Après avoir passé 9 mois supplémentaires derrière les barreaux, ce dernier est remis en liberté sous contrôle judiciaire dans l'attente de son deuxième procès. Il se tient en 2022 et après plusieurs jours d'audience, le verdict tombe. Bruno est acquitté. Cette nouvelle sonne la fin d'un long calvaire.
Une victoire au goût amer
Aucune fête n'est organisée pour célébrer l'événement: Bruno ne le vit pas comme une victoire. Impossible de se réjouir, la prison l'a brisé. Il entend encore le bruit des verrous, le vacarme incessant dans les cellules, les lumières toujours allumées. Même s'il a été acquitté, le temps n'efface pas tout.
"Vous devez rentrer chez vous comme si de rien n'était. Il faut reconstruire, il faut avancer, il faut garder le goût à la vie, il faut faire les choses du quotidien. C'est difficile de faire semblant."
Retrouver sa vie d'avant? Il a dû y renoncer. Il doit retrouver un emploi pour gagner de l'argent, mais cela relève du parcours du combattant. Ce dernier ressent le regard pesant des autres lui, car "ils savent que vous avez fait de la prison".
Au-delà des pertes financières, son incarcération lui a aussi coûté des moments de vie et de partage avec ses proches: "J'ai perdu dix ans de ma vie. Avant, j'étais chef d'entreprise et là, je dois vivre de petits boulots. J'ai aussi raté des repas, toute ma vie de famille et ça, jamais on ne pourra me le rendre. Tout ce que l'on peut faire, c'est vivre avec et avancer."
Aucune somme d'argent ne pourra lui rendre ses années perdues
Toutes ses économies sont passées dans les procès. Alors avec son avocat, un dossier a été déposé devant la commission d'indemnisation. Mais pourtant, seuls les frais dépensés lorsqu'il était en prison peuvent être pris en compte. Avant d'obtenir une réponse, ce dernier doit encore s'armer de patience, car l'attente s'annonce longue. Même s'il obtient un dédommagement, pour lui, rien ne pourra réparer ce qu'il a subi durant toutes ces années.
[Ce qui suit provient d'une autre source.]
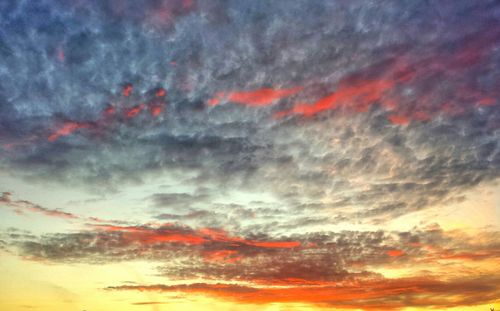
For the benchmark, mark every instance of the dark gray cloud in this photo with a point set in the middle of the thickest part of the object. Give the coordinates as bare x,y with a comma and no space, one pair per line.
213,254
64,64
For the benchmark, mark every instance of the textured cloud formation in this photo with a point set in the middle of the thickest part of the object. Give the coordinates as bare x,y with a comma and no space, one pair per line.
125,89
329,112
368,295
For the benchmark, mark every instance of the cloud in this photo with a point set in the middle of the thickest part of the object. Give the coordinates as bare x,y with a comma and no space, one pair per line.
390,294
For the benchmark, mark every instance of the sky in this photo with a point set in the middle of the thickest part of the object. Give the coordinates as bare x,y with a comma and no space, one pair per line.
249,155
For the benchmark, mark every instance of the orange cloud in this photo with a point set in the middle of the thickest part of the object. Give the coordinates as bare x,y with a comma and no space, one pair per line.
375,294
173,234
67,129
260,97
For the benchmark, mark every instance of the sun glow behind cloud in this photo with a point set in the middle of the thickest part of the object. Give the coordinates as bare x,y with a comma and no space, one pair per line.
222,155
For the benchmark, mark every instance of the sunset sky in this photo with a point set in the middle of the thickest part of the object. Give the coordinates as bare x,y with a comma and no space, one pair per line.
249,155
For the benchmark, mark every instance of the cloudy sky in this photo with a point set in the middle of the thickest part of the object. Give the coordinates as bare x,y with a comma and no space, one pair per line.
249,155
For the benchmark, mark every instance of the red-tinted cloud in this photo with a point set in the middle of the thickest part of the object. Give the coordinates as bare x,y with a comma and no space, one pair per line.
68,128
260,97
375,294
174,234
21,206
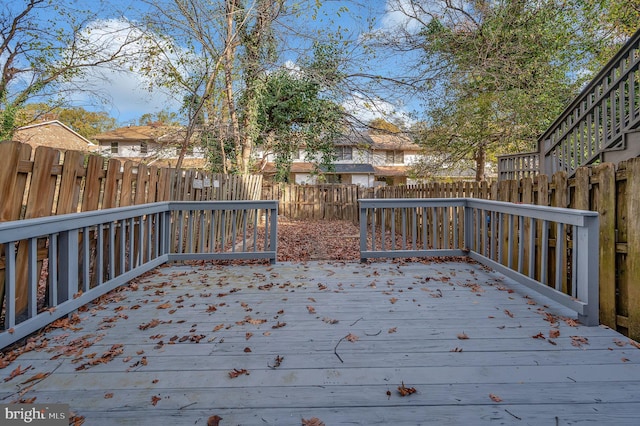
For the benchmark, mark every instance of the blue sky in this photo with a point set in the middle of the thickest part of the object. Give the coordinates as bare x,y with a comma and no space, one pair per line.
129,97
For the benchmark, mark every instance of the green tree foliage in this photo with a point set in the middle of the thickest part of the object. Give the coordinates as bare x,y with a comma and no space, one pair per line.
497,73
44,44
293,116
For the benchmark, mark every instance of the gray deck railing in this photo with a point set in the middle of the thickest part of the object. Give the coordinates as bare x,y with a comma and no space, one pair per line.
593,123
89,254
551,250
518,166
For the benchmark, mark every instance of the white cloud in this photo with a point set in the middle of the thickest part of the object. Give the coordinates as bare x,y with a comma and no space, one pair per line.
122,91
366,109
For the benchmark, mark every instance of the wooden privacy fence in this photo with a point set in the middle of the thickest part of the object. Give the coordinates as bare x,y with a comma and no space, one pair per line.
307,202
613,193
48,182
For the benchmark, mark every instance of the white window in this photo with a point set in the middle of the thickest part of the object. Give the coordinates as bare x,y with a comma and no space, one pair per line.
395,157
344,153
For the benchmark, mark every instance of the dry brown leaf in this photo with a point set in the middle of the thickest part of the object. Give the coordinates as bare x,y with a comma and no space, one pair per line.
35,377
404,391
352,337
238,372
495,398
214,420
17,372
279,325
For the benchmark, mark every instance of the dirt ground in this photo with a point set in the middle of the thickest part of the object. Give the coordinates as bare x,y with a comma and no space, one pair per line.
300,241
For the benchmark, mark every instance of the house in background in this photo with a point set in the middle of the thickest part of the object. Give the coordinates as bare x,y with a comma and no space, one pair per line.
53,134
154,144
362,158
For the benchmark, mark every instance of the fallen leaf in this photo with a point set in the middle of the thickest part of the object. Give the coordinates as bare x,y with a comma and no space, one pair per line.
352,337
277,362
279,325
495,398
214,420
578,341
35,377
404,391
571,322
236,373
16,372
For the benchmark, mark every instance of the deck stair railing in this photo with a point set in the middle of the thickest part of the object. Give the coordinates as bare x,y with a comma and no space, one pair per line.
91,253
553,251
592,125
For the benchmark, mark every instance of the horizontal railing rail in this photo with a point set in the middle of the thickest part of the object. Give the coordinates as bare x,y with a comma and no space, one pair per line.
75,258
553,251
518,166
593,123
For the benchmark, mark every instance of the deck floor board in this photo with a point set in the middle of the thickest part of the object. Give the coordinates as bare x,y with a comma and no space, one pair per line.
184,328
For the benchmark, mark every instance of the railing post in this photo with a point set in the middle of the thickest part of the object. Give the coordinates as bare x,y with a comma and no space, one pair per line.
468,227
363,231
274,234
165,231
588,247
68,264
"J’ai perdu ma grand-mère d'un cancer. Je n'ai pas pu aller la voir à son chevet, ni même aller à son enterrement. Vous pensez réellement que l’on peut me donner un prix pour réparer ça? Jamais."
Malgré tout, Bruno tente de se reconstruire auprès de ses proches et de laisser tant bien que mal son passé derrière lui.